The truth is, despite efforts to the contrary, earnings projections are invariably tainted with a degree of bias and subjectivity; they are not perfectly objective.
To assume these numbers are wise and accurate without carefully assessing the context in which these decisions are made would be a mistake. But thats exactly what most investors do.
This is not to say that analysts estimates are not a valuable tool in assessing the attractiveness of investment; they are an important component of the decision process.
And in the end, prices of assets are measured based on current and future cash flow. Estimates come from professionals doing their best to be objective and are helpful in assessing the cash flow outlook for companies.
That effort should be respected (and cautiously digested) as long as one recognizes that there are no perfect outcomes; bias always exists.
So as an investor, carefully think through the philosophy underpinning recommendations and projections.
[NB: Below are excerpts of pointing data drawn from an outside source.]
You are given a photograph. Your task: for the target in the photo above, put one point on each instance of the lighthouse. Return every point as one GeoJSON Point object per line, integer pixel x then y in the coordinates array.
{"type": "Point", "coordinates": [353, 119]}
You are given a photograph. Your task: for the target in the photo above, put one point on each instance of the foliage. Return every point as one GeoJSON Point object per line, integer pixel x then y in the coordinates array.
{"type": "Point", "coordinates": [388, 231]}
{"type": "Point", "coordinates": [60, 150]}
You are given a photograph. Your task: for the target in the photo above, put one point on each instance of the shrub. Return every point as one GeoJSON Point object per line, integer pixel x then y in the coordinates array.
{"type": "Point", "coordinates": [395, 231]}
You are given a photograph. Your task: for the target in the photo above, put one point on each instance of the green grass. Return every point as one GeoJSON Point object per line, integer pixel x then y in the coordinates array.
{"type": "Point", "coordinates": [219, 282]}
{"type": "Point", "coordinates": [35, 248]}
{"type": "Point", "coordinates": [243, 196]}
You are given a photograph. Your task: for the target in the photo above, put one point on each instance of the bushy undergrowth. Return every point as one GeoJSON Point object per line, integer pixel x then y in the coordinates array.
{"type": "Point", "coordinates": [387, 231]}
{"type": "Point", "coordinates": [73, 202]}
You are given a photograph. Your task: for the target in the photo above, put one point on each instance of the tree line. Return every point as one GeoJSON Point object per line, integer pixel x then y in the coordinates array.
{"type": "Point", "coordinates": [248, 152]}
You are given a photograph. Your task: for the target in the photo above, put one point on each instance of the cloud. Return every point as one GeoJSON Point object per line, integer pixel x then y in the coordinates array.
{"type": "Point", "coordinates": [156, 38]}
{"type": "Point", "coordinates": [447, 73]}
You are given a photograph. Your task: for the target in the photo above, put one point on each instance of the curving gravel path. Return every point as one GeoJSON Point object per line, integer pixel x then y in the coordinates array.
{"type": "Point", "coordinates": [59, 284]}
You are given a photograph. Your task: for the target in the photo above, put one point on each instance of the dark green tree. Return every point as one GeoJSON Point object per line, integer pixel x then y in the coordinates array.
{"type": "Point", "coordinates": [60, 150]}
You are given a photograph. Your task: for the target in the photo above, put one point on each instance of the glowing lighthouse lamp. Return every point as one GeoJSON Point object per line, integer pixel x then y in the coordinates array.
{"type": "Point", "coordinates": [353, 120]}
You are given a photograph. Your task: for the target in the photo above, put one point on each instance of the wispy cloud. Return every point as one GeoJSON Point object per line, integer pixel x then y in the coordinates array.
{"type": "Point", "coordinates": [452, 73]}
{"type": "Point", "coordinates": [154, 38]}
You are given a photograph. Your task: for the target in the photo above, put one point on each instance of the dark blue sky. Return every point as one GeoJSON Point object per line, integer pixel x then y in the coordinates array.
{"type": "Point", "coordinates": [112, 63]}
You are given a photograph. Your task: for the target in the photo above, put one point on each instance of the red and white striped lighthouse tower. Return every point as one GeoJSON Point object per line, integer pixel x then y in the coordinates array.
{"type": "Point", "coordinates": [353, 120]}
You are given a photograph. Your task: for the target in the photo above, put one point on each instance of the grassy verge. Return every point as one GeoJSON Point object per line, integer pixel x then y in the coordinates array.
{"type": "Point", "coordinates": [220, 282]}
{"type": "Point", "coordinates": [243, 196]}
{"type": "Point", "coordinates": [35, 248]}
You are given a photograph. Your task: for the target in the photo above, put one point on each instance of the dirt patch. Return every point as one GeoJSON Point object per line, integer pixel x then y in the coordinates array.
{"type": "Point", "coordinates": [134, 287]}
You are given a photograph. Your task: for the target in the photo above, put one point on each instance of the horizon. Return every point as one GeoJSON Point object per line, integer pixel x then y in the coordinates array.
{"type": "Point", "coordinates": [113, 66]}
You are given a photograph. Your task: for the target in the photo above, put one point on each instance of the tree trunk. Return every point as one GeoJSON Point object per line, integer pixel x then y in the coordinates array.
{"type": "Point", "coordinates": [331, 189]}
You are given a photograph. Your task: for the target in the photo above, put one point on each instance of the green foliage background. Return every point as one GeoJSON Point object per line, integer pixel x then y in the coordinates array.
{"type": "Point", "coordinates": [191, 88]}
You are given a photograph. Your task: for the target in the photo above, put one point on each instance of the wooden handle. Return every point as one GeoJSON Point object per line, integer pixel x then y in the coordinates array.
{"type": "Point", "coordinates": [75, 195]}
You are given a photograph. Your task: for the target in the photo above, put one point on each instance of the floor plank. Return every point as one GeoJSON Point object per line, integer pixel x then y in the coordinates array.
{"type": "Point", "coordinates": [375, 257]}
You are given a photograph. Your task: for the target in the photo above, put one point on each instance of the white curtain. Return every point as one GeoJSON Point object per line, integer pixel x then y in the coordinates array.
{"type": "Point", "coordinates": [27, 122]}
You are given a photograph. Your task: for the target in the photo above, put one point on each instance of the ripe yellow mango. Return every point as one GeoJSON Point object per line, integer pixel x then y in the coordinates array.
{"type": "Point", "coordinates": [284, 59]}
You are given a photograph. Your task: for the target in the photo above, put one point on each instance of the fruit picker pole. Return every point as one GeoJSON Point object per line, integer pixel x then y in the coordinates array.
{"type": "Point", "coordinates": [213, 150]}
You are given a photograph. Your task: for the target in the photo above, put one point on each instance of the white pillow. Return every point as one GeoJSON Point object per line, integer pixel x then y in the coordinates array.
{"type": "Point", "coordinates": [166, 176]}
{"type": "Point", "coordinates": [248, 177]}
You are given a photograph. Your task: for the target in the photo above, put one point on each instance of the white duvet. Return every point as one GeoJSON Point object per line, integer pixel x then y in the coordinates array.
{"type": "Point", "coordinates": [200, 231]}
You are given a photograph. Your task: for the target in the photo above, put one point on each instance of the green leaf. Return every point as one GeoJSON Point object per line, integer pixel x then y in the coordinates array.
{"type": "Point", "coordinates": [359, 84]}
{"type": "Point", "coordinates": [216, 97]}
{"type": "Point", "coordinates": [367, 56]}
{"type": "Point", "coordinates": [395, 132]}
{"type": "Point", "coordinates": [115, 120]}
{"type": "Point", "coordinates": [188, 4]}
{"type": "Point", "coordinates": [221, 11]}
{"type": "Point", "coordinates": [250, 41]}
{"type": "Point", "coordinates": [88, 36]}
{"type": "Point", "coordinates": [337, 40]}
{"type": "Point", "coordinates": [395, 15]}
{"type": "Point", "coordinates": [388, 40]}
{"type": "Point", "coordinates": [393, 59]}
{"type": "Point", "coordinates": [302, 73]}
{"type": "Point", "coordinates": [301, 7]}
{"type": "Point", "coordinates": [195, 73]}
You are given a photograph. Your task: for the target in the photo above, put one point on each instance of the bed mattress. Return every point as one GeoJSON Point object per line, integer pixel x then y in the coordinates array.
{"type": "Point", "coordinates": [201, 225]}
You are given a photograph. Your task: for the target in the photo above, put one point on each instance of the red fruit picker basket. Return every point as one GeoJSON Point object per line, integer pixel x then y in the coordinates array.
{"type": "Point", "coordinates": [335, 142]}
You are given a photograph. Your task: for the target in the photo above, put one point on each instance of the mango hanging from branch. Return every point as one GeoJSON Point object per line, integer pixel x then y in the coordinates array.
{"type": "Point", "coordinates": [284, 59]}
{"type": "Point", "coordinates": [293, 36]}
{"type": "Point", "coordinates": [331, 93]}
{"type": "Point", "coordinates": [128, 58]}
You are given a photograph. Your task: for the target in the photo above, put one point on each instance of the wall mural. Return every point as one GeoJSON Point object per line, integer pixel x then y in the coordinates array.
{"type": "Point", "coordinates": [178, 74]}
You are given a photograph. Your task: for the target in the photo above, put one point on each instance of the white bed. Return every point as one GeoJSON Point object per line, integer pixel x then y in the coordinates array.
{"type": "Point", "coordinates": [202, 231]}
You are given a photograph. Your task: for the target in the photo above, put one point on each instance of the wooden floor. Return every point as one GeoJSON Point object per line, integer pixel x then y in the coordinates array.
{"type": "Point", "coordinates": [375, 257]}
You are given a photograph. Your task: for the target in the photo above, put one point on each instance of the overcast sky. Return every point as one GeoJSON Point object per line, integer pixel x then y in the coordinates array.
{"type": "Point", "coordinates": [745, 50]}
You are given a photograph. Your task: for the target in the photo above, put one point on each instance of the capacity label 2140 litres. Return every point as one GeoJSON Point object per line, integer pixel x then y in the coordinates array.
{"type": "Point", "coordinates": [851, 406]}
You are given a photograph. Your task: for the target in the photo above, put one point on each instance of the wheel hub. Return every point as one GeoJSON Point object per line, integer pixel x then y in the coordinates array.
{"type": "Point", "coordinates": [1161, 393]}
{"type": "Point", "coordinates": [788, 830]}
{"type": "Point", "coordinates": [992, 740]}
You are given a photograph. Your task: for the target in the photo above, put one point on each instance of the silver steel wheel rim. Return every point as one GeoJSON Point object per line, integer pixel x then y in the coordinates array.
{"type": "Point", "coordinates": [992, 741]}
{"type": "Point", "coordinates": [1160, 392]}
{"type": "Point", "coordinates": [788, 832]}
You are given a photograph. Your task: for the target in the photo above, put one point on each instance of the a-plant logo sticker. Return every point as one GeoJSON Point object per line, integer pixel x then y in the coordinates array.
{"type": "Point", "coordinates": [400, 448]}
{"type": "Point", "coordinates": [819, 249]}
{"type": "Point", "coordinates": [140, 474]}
Don't optimistically trust without thoughtful reflection.
Ronald Reagan once said about the then Soviet Union, that he was willing to "trust" but only with simultaneous verification The former president knew that it was important to be academic in perspective, hopeful in expectations, and to avoid trusting blindly.
Take the same advice as you watch earnings season this quarter. It will help you make sense of the numbers, the market's reaction, and what your next moves should be as an investor.
Trust but verify; a healthy perspective and one that can benefit you as an investor.